Le Prix Nobel d’économie a dressé un tableau effrayant des inégalités aux Etats-Unis et lancé une charge contre Donald Trump et ceux qui le soutiennent au Parti républicain, dans la finance et les grandes entreprises, lors d’une conférence à Paris

Joseph Stiglitz a déploré les inégalités qui se creusent aux Etats-Unis. — © Christian Hartmann / Reuters
Joseph Stiglitz a déploré les inégalités qui se creusent aux Etats-Unis. — © Christian Hartmann / Reuters

Tous les problèmes du moment seraient apparus avec ou sans Donald Trump. Il n’a fait qu’accélérer la prise de conscience. C’est la seule concession qu’aura faite Joseph Stiglitz au président américain, lors d’une conférence organisée vendredi à Paris par la société de gestion Amundi, qui avait invité des journalistes de plusieurs pays. Pour le reste, le Prix Nobel d’économie a lancé une charge contre la Maison-Blanche, mais aussi contre tous ceux, au Parti républicain, dans la finance ou dans les grandes entreprises, qui la soutiennent.
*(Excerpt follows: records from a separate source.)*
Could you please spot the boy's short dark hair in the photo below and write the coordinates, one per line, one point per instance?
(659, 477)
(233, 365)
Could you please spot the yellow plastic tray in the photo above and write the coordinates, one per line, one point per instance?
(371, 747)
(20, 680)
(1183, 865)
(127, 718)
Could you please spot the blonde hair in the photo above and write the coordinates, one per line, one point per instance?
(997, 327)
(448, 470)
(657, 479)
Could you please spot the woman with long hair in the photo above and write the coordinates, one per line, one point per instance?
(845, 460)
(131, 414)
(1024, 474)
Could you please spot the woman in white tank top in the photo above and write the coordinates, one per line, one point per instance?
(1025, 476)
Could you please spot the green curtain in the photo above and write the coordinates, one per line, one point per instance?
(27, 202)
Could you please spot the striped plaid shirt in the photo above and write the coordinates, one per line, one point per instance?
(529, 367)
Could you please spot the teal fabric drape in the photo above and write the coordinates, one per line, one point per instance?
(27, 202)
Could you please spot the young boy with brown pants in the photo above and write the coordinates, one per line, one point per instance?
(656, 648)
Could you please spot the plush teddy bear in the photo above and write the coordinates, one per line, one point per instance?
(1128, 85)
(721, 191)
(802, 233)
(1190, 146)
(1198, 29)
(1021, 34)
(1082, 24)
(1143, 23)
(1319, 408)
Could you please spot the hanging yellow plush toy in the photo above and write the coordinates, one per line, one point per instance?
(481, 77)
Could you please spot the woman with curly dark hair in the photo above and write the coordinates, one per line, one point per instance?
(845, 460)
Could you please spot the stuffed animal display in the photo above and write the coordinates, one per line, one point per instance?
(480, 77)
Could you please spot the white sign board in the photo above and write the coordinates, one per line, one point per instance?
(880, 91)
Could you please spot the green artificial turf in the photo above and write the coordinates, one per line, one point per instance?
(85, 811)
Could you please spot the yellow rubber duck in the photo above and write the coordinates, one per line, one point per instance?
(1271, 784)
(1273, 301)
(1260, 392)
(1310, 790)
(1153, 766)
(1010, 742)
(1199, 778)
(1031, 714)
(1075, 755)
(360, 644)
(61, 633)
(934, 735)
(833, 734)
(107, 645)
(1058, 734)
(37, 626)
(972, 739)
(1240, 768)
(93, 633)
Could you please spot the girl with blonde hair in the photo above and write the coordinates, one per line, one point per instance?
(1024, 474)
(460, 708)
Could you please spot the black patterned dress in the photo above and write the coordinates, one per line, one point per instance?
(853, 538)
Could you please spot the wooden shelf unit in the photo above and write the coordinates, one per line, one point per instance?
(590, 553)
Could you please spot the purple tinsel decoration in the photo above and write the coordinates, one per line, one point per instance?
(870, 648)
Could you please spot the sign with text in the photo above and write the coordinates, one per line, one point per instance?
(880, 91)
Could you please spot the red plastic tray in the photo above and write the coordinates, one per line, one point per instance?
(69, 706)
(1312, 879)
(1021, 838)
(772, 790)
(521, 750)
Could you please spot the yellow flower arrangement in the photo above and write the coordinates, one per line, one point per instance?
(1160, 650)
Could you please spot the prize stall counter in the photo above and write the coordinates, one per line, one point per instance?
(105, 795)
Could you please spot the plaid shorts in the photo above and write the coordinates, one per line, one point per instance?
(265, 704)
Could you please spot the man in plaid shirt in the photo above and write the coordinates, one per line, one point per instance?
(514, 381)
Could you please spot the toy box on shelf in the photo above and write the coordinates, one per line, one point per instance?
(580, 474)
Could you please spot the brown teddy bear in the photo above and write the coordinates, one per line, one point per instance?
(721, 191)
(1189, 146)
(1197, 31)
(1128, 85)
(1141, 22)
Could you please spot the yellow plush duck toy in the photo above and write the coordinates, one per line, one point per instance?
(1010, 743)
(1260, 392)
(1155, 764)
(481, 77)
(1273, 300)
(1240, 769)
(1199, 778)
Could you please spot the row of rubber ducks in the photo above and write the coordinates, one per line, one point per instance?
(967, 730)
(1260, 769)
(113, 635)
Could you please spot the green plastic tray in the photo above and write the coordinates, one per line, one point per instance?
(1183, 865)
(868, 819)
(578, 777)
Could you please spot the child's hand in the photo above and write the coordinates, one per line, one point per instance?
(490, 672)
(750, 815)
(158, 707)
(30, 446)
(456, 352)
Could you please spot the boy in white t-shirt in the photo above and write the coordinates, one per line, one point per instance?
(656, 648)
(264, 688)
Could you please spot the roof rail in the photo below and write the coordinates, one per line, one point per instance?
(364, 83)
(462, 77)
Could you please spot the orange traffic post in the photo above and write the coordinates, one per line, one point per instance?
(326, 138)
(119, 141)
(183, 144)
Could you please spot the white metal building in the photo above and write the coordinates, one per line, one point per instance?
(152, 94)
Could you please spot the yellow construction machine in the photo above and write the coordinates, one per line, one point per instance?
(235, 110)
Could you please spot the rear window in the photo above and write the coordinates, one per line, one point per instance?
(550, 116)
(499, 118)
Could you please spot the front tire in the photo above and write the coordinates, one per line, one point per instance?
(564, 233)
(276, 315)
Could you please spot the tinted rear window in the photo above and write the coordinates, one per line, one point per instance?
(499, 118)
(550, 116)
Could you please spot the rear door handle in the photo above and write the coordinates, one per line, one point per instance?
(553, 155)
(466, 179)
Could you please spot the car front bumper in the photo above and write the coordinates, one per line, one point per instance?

Les progrès dans le domaine médical sont énormes, ils ont des effets partout dans le monde, sauf aux Etats-Unis, où on meurt de «désespoir», par suicide, overdose ou des effets de l’alcoolisme.

Joseph Stiglitz, Prix Nobel d’économie

«Tout ce que Donald Trump entreprend est possible en raison de l’appui de son parti et des milieux d’affaires. On aurait pu espérer qu’ils s’élèvent contre lui. En réalité, ils se sont léché les babines devant les baisses d’impôts et la déréglementation», a expliqué le professeur de l’Université de Columbia devant un parterre de financiers. Tout en dressant rapidement un parallèle avec la montée du fascisme, rendue possible par le soutien de ceux qui y trouvaient des intérêts à court terme. Aujourd’hui encore, il faudrait se distancier du court terme et réfléchir à long terme et à la durabilité de la croissance, a-t-il déclaré.

Injustice de la réforme fiscale

Joseph Stiglitz s’est en particulier attaqué à la réforme fiscale, «qui n’en est pas une, parce qu’une réforme simplifie et corrige les faillites, alors que celle-ci complique la fiscalité et crée des failles». Mais le plus «flagrant» dans cette nouvelle fiscalité, c’est son «injustice», a-t-il poursuivi, parce qu’elle favorise les millionnaires et les entreprises au détriment des classes moyennes, dans un contexte où les inégalités ne cessent de se creuser.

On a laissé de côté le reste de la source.